Minimum Hardware Recommendations
================================
Ceph can run on inexpensive commodity hardware. Small production clusters
and development clusters can run successfully with modest hardware.
+--------------+----------------+------------------------------------+
| Process | Criteria | Minimum Recommended |
+==============+================+====================================+
| ``ceph-osd`` | Processor | 1x 64-bit AMD-64/i386 dual-core |
| +----------------+------------------------------------+
| | RAM | 500 MB per daemon |
| +----------------+------------------------------------+
| | Volume Storage | 1x Disk per daemon |
| +----------------+------------------------------------+
| | Network | 2x 1GB Ethernet NICs |
+--------------+----------------+------------------------------------+
| ``ceph-mon`` | Processor | 1x 64-bit AMD-64/i386 |
| +----------------+------------------------------------+
| | RAM | 1 GB per daemon |
| +----------------+------------------------------------+
| | Disk Space | 10 GB per daemon |
| +----------------+------------------------------------+
| | Network | 2x 1GB Ethernet NICs |
+--------------+----------------+------------------------------------+
| ``ceph-mds`` | Processor | 1x 64-bit AMD-64/i386 quad-core |
| +----------------+------------------------------------+
| | RAM | 1 GB minimum per daemon |
| +----------------+------------------------------------+
| | Disk Space | 1 MB per daemon |
| +----------------+------------------------------------+
| | Network | 2x 1GB Ethernet NICs |
+--------------+----------------+------------------------------------+
.. tip:: If you are running an OSD with a single disk, create a
partition for your volume storage that is separate from the partition
containing the OS. Generally, we recommend separate disks for the
OS and the volume storage.
Production Cluster Example
==========================
Production clusters for petabyte scale data storage may also use commodity
hardware, but should have considerably more memory, processing power and data
storage to account for heavy traffic loads.
A recent (2012) Ceph cluster project is using two fairly robust hardware
configurations for Ceph OSDs, and a lighter configuration for monitors.

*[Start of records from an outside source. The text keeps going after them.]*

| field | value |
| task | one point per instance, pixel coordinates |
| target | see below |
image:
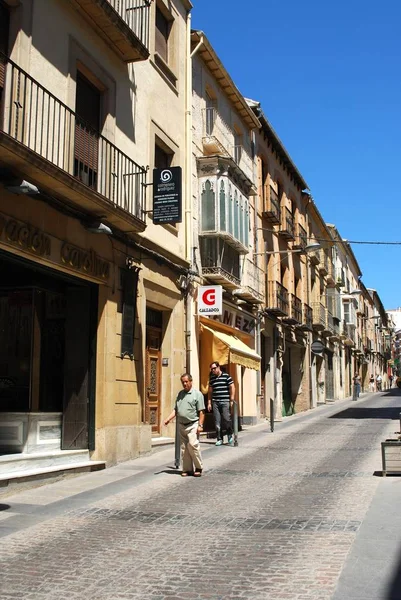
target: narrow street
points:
(302, 513)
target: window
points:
(4, 32)
(238, 142)
(87, 124)
(208, 208)
(163, 27)
(210, 113)
(163, 157)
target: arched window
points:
(241, 221)
(230, 211)
(208, 208)
(236, 215)
(246, 238)
(222, 206)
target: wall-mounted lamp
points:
(23, 187)
(98, 227)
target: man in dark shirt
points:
(221, 393)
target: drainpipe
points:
(189, 253)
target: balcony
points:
(271, 208)
(278, 301)
(218, 138)
(301, 237)
(45, 141)
(307, 322)
(295, 316)
(252, 289)
(220, 263)
(123, 25)
(318, 316)
(323, 263)
(287, 227)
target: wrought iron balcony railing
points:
(287, 228)
(39, 121)
(123, 24)
(278, 302)
(271, 208)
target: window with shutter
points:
(87, 121)
(4, 32)
(162, 33)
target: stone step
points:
(40, 460)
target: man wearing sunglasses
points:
(221, 395)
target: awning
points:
(224, 348)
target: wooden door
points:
(76, 369)
(153, 378)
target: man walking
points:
(221, 393)
(190, 412)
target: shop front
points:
(230, 340)
(48, 325)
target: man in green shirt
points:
(190, 412)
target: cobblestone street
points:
(275, 518)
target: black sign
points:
(167, 197)
(317, 347)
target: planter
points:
(391, 457)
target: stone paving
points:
(272, 519)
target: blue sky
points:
(328, 77)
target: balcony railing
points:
(219, 138)
(287, 228)
(296, 308)
(301, 237)
(42, 123)
(271, 208)
(123, 24)
(308, 317)
(319, 315)
(278, 302)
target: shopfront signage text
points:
(210, 300)
(86, 261)
(25, 237)
(239, 321)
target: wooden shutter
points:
(4, 32)
(87, 124)
(161, 35)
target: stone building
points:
(94, 95)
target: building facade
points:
(94, 95)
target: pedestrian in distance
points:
(221, 395)
(190, 412)
(357, 386)
(372, 383)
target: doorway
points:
(48, 328)
(154, 330)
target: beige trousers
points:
(190, 447)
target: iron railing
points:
(35, 118)
(136, 14)
(296, 308)
(278, 297)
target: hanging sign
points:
(167, 195)
(210, 300)
(317, 347)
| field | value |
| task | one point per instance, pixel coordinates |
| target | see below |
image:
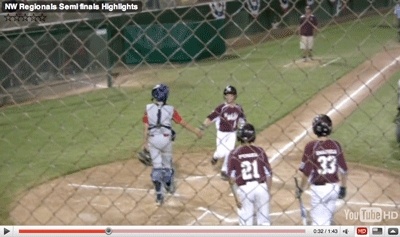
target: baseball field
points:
(72, 160)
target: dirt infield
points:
(122, 194)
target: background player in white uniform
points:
(227, 117)
(323, 160)
(158, 138)
(250, 170)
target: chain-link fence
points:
(74, 88)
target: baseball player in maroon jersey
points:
(307, 28)
(324, 167)
(158, 138)
(227, 117)
(249, 169)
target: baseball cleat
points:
(214, 161)
(224, 176)
(159, 200)
(170, 188)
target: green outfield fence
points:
(98, 43)
(74, 86)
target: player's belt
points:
(320, 183)
(252, 181)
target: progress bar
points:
(197, 231)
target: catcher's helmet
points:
(230, 90)
(160, 93)
(322, 125)
(246, 133)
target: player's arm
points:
(206, 123)
(145, 132)
(189, 127)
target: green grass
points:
(369, 134)
(53, 138)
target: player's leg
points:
(319, 213)
(310, 45)
(217, 152)
(157, 146)
(262, 204)
(303, 43)
(331, 201)
(229, 142)
(246, 213)
(168, 171)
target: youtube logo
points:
(362, 231)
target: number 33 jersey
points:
(322, 160)
(249, 163)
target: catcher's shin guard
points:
(145, 157)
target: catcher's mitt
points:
(144, 157)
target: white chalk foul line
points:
(335, 108)
(330, 62)
(86, 186)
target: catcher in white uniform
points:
(227, 117)
(323, 160)
(158, 138)
(250, 178)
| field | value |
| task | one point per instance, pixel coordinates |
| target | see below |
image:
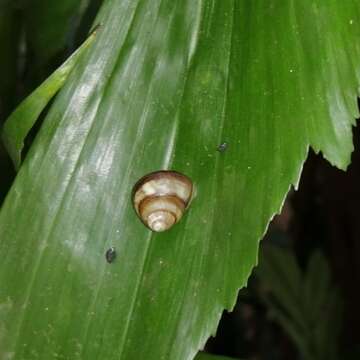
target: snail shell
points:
(160, 199)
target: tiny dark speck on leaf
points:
(222, 147)
(110, 255)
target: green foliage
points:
(21, 121)
(307, 305)
(162, 86)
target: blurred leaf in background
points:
(306, 304)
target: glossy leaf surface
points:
(204, 356)
(21, 121)
(164, 85)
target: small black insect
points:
(222, 147)
(110, 255)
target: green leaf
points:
(204, 356)
(21, 121)
(9, 34)
(165, 83)
(49, 25)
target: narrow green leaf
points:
(204, 356)
(24, 117)
(49, 25)
(164, 85)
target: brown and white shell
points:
(160, 198)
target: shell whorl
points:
(160, 199)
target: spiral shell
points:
(160, 199)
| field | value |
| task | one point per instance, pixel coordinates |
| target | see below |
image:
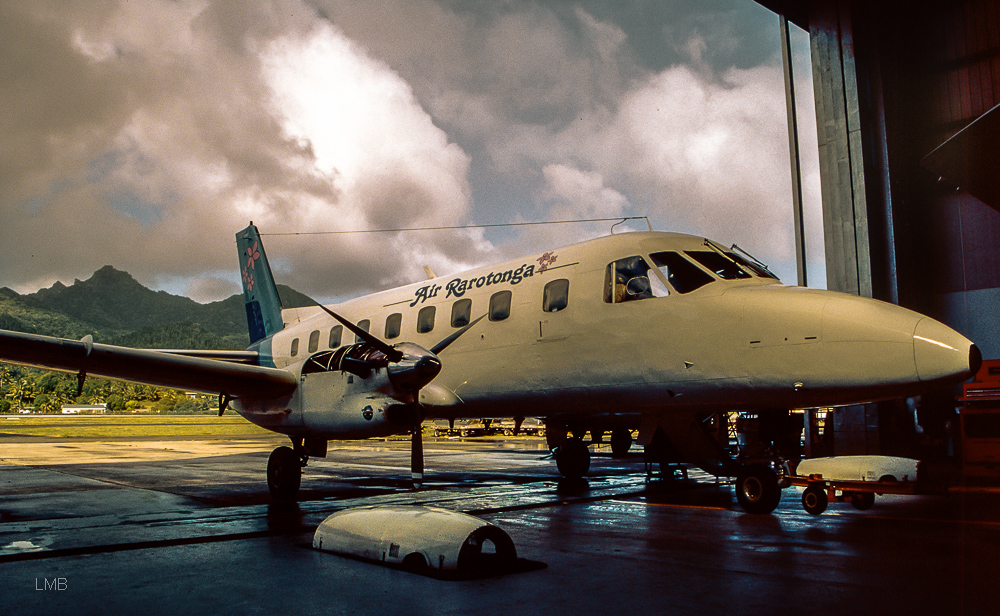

+----------------+----------------+------------------------------------+
| Configuration | Criteria | Minimum Recommended |
+================+================+====================================+
| Dell PE R510 | Processor | 2x 64-bit quad-core Xeon CPUs |
| +----------------+------------------------------------+
| | RAM | 16 GB |
| +----------------+------------------------------------+
| | Volume Storage | 8x 2TB drives. 1 OS, 7 Storage |
| +----------------+------------------------------------+
| | Client Network | 2x 1GB Ethernet NICs |
| +----------------+------------------------------------+
| | OSD Network | 2x 1GB Ethernet NICs |
| +----------------+------------------------------------+
| | Mgmt. Network | 2x 1GB Ethernet NICs |
+----------------+----------------+------------------------------------+
| Dell PE R515 | Processor | 1x hex-core Opteron CPU |
| +----------------+------------------------------------+
| | RAM | 16 GB |
| +----------------+------------------------------------+
| | Volume Storage | 12x 3TB drives. Storage |
| +----------------+------------------------------------+
| | OS Storage | 1x 500GB drive. Operating System. |
| +----------------+------------------------------------+
| | Client Network | 2x 1GB Ethernet NICs |
| +----------------+------------------------------------+
| | OSD Network | 2x 1GB Ethernet NICs |
| +----------------+------------------------------------+
| | Mgmt. Network | 2x 1GB Ethernet NICs |
+----------------+----------------+------------------------------------+